«Blonde» o como prostituir emocionalmente a Marilyn Monroe

En la vida hay dos cosas que odio terriblemente: perder el tiempo y las personas que cuando llueve van por debajo de la cornisa llevando paraguas. 

Por desgracia esta semana he perdido mucho tiempo y aunque odio hacerlo soy de ese ínfimo porcentaje que cree en las segundas oportunidades, pero a esto amigos, a esto no hay oportunidad que lo salve. 

Toda gran producción tiene admiradores y detractores. Spoiler: este artículo NO es de un admirador. 

Las expectativas estaban ahí, igual fueron demasiado altas, pero es a lo que te enfrentas cuando exhumas al mito del Hollywood dorado. 

La premisa se vendió como “Biopic” basado en la novela de nombre homónimo de Joyce Carol Oates, pero – spoiler otra vez – de “bio” tiene poco así que casi mejor llamarle “pic”. Lo único reseñable de esta película soporífera, aparte de la sublime interpretación de Ana de Armas, es el trabajo de Chayse Irvin recreando las fotografías icónicas de la actriz.  

Partiendo de ese término erróneo te advierto que, si pretendes conocer la historia de Blonde Bombshell en este filme no lo vas a hacer. Ni la suya, ni la de Norma Jane

Digamos que aquí, todo parecido con la realidad es pura coincidencia. No es necesario ser fan de los mitos, ni devoto de la rubia (teñida) más icónica del cine para darse cuenta de la morbosidad misógina que Andrew Dominik vomita en esta película.

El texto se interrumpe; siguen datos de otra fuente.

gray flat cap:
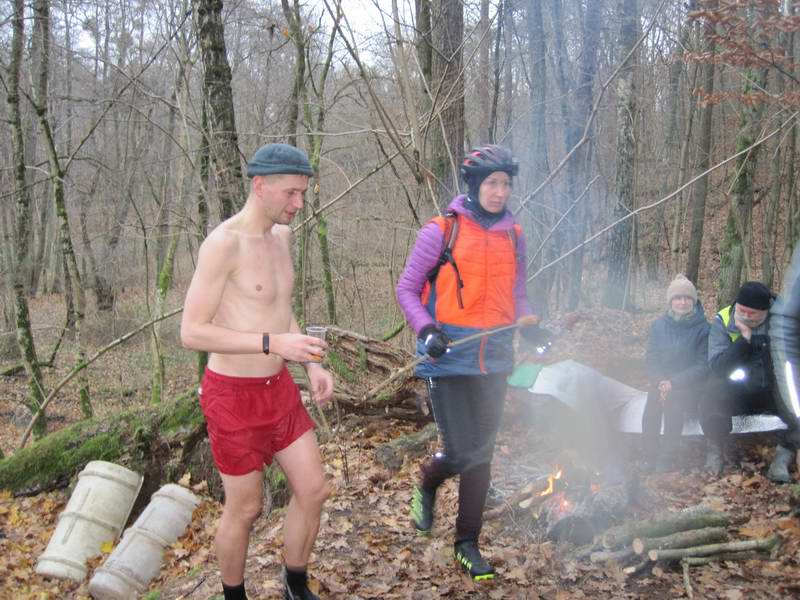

Esperaba una historia donde se profundizara en la vida de Monroe (más allá del sex-symbol del séptimo arte) donde se comprendiese el porqué de esa inestabilidad emocional conocida por todos, pero me encontré con una historia superficial e insulsa. Una agonía constante, narrativa ficticia y un lamento incesante cargado de daddy issues. ¿El resultado? Un cuento de terror con aire melancólico y monocromía esporádica. – Mención honorífica u horrorífica a las escenas grotescas del embrión con lecciones de moralidad. – 

En esta órbita de enajenación incomprensible, echo en falta capítulos de la historia – la real -. ¿Dónde está el terrible recorrido por orfanatos y familias de acogida?  ¿Los abusos? – los reales -.  Sus ONCE padres adoptivos. Su primera boda a los 16 para tener estabilidad económica. Aquello de ser una posible espía comunista, su casi protagónico en “Desayuno con diamantes” su famoso “Happy Birthday Mr. President”, el rodaje de “Vidas rebeldes” u otros datos relevantes que brillan por su ausencia en un guion bastante burdo. 

Como era de esperar volvemos a la imagen de una rubia tonta, frágil y ahora enajenada mental, donde somos testigos de un declive agonizante que termina en “suicidio”.

Pero como datito curioso, su IQ era más elevado que el de Albert Einsten. Y más allá de todo lo sexual y jocoso que la rodeaba había una mujer inteligente y culta, que tuvo que lidiar con el trasfondo de una industria, sin escrúpulos, donde la aprobación masculina era regla irrebatible para el triunfo. 

Y ya que estamos hablando de datos curiosos. Fríamente, y con un poco de ética y moralidad (no como la del embrión), ¿qué clase de fetichismo necrófilo y creepy es ese de rodar en la misma casa de la actriz? ¡En la habitación en la que la encontraron muerta hace sesenta años!

Claramente el morbo vende, y Dominik ha sabido perfectamente cómo prostituir emocionalmente la memoria de Marilyn Monroe en un copy paste superficial, con referencias difusas, frases vacías y un halo de desazón constante con el que es imposible conectar en una agonía de casi tres horas. 

Por todo lo anterior, y viendo la película dos veces (recordemos aquello de las oportunidades) solo puedo preguntarme ¿Dónde está Marilyn?